Yes, that means that, unless the staffing agency places you in a temp-to-perm position, you’re not allowed to apply for a job at the company where you’ve been making connections and gaining experience. A lot of us fail to read this small print. Including me.
This temp agency placed me at HarperCollins doing admin work for 2 months. It was fun: I got to meet lots of book-wormy types, fish around on the bookshelves for galley copies, and try and catch the comings and goings of famous authors. Sure, there were plenty of downfalls, too: I didn’t get paid much, I had to clock out for my lunch break, and I was treated like a temp: i.e. I was never really part of the department. Nothing long-term in meetings was ever addressed to me, I was given tasks no one else wanted to do–like re-alphabetizing 15 bookshelves with no cart–and I was forced to share office space with other employees. People don’t always appreciate having a stranger thrust into their office, listening to their phone conversations and sniffling for 8 hours a day.
Still, particularly as a recent MFA grad, I loved working in publishing. The moment my placement was up, I began hunting around on publishing companies’ websites, hoping to find something, anything. I applied everywhere BUT HarperCollins, but my mere 8 weeks doing admin work in the audio department didn’t impress anyone.

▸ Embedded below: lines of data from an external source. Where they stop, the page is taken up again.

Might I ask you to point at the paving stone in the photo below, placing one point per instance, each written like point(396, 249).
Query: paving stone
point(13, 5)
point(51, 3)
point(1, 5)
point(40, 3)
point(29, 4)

I finally broke down and applied to Harper, hoping that they might let temp agency thing slide. Nope. When I got hold of someone in H.R., I was told that not only would they not consider hiring me for that 180-day period, but they wouldn’t consider hiring me for a full year. Apparently, hiring me within a year meant they’d have to pay a referral bonus to the temp agency, so it was a financial disincentive. So much for all the schmoozing I’d done.
After several weeks without placing me, the temp agency threw some little receptionist and admin gigs my way, but nothing as long as my placement at Harper. How long would I have to subsist on low hourly wages with no benefits, not knowing where–or IF–I’d be working from day-to-day?